We can now see that there is more information in our data by grouping for more than one column.

In [None]:
tips.groupby(['smoker', 'sex']).agg({'tip': [np.size, np.mean]})

Now, we see that female smokers tip better than female non-smokers, and that non-smoker men tip better. *However*, based on this data, men tip better than women, despite them being smokers or non-smokers...

### Join: horizontal

In Pandas, join can be performed with `join()` or `merge()`. Each method has parameters allowing to specify the type of join (left, right, inner, full). 

In [None]:
df1= pd.DataFrame({'key': ['A', 'B', 'C', 'D'],
                     'value': np.random.randn(4)})
df2 = pd.DataFrame({'key': ['B', 'D', 'D', 'E'],
                     'value': np.random.randn(4)})

#####  Inner join

In [None]:
df1.head()

In [None]:
df2.head()

Merge performs an inner join.

In [None]:
indexed_df2 = df2.set_index('key')

pd.merge(df1, indexed_df2, left_on= 'key', right_index= True)

In [None]:
indexed_df2

#####  Left outer join 

In [None]:
pd.merge(df1, df2, on= 'key', how= 'left') # Show all records from df1

#####  Right join 

In [None]:
##Show all records from df 2

pd.merge(df1, df2, on='key', how='right')

#####  Full outer join 

In [None]:
# Show all records from both frames.
pd.merge(df1, df2, on='key', how= 'outer')

### Union: vertical

In [None]:
df1 = pd.DataFrame({'city': ['Chicago', 'San Francisco', 'New York City'],'rank': range(1, 4)})

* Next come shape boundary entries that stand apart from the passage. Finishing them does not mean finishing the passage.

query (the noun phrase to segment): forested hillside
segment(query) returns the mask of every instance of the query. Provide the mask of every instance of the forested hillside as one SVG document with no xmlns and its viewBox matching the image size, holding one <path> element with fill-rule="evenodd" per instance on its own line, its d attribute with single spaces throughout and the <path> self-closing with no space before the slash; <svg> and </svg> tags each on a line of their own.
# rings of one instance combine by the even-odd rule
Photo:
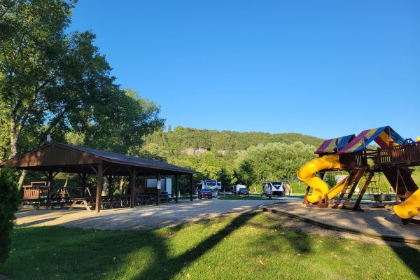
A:
<svg viewBox="0 0 420 280">
<path fill-rule="evenodd" d="M 298 133 L 218 132 L 177 127 L 144 138 L 136 153 L 194 169 L 196 179 L 215 178 L 223 186 L 262 181 L 293 181 L 299 167 L 313 158 L 323 139 Z"/>
<path fill-rule="evenodd" d="M 197 130 L 176 127 L 168 132 L 155 132 L 145 138 L 145 144 L 155 144 L 161 147 L 183 150 L 188 148 L 202 148 L 213 151 L 244 150 L 251 146 L 281 142 L 294 142 L 318 147 L 323 139 L 299 133 L 272 134 L 265 132 L 237 132 L 232 131 Z"/>
</svg>

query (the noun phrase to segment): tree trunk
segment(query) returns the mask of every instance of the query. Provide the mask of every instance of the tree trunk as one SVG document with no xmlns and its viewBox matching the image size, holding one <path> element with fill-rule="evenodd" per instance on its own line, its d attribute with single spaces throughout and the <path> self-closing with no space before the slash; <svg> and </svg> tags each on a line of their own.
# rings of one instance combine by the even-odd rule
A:
<svg viewBox="0 0 420 280">
<path fill-rule="evenodd" d="M 124 193 L 124 177 L 120 177 L 120 194 L 125 195 Z"/>
<path fill-rule="evenodd" d="M 22 170 L 22 174 L 20 174 L 20 178 L 19 178 L 19 181 L 18 182 L 18 188 L 19 188 L 19 190 L 22 189 L 23 181 L 24 181 L 27 173 L 27 170 Z"/>
</svg>

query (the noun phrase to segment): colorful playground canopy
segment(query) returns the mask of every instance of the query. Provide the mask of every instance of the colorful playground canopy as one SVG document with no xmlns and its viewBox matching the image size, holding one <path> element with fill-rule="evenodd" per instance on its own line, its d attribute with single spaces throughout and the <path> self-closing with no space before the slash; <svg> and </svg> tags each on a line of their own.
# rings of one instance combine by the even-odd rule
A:
<svg viewBox="0 0 420 280">
<path fill-rule="evenodd" d="M 391 141 L 401 145 L 405 139 L 398 134 L 390 126 L 363 130 L 338 152 L 339 154 L 358 152 L 363 150 L 372 141 L 374 141 L 381 148 L 386 148 Z"/>
<path fill-rule="evenodd" d="M 337 153 L 343 148 L 349 142 L 356 137 L 356 135 L 347 135 L 342 137 L 333 138 L 326 140 L 322 145 L 315 151 L 315 153 Z"/>
</svg>

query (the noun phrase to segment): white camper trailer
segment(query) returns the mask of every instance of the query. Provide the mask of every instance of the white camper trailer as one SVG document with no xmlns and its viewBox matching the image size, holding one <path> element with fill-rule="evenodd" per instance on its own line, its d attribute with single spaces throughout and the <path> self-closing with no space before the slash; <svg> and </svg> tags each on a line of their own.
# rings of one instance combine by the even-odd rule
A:
<svg viewBox="0 0 420 280">
<path fill-rule="evenodd" d="M 197 192 L 203 188 L 210 189 L 213 193 L 213 197 L 217 197 L 218 188 L 219 184 L 216 180 L 206 179 L 197 183 Z"/>
<path fill-rule="evenodd" d="M 284 195 L 284 183 L 283 182 L 276 182 L 270 181 L 262 184 L 262 195 L 267 195 L 268 190 L 271 189 L 271 193 L 273 196 Z"/>
</svg>

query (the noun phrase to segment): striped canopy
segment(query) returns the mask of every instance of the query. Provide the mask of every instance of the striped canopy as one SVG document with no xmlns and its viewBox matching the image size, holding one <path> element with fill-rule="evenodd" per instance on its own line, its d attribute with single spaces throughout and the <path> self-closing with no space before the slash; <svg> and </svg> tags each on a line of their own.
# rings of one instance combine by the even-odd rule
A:
<svg viewBox="0 0 420 280">
<path fill-rule="evenodd" d="M 404 143 L 405 139 L 389 126 L 374 128 L 363 131 L 348 145 L 340 150 L 338 153 L 362 150 L 373 141 L 381 148 L 386 148 L 389 146 L 390 141 L 393 141 L 395 144 L 400 145 Z"/>
<path fill-rule="evenodd" d="M 343 148 L 349 142 L 356 136 L 354 134 L 344 136 L 326 140 L 322 145 L 315 151 L 315 153 L 336 153 Z"/>
</svg>

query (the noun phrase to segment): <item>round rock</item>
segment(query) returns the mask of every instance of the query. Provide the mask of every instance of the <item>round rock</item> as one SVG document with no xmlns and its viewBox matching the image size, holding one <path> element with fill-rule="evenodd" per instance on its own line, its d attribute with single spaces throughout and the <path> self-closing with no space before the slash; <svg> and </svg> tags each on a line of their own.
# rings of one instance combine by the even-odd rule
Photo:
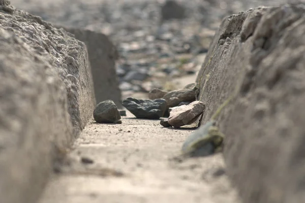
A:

df2 = pd.DataFrame({'city': ['Chicago', 'Boston', 'Los Angeles'],'rank': [1, 4, 5]})

In [None]:
pd.concat([df1, df2])

In [None]:
pd.concat([df1, df2]).drop_duplicates()

### Update

In [None]:
tips.loc[tips['tip'] < 2, 'tip'] *= 2

In [None]:
tips.head()

### Delete

In pandas we select rows we want to keep :)

In [None]:
tips = tips.loc[tips['tip'] <= 9]

In [None]:
tips.head()

In [None]:
tips.shape

#### Final thoughts

We can now interrogate datasets using Pandas, and visualize them using Seaborn. Are you convinced now that Python is fun and easy?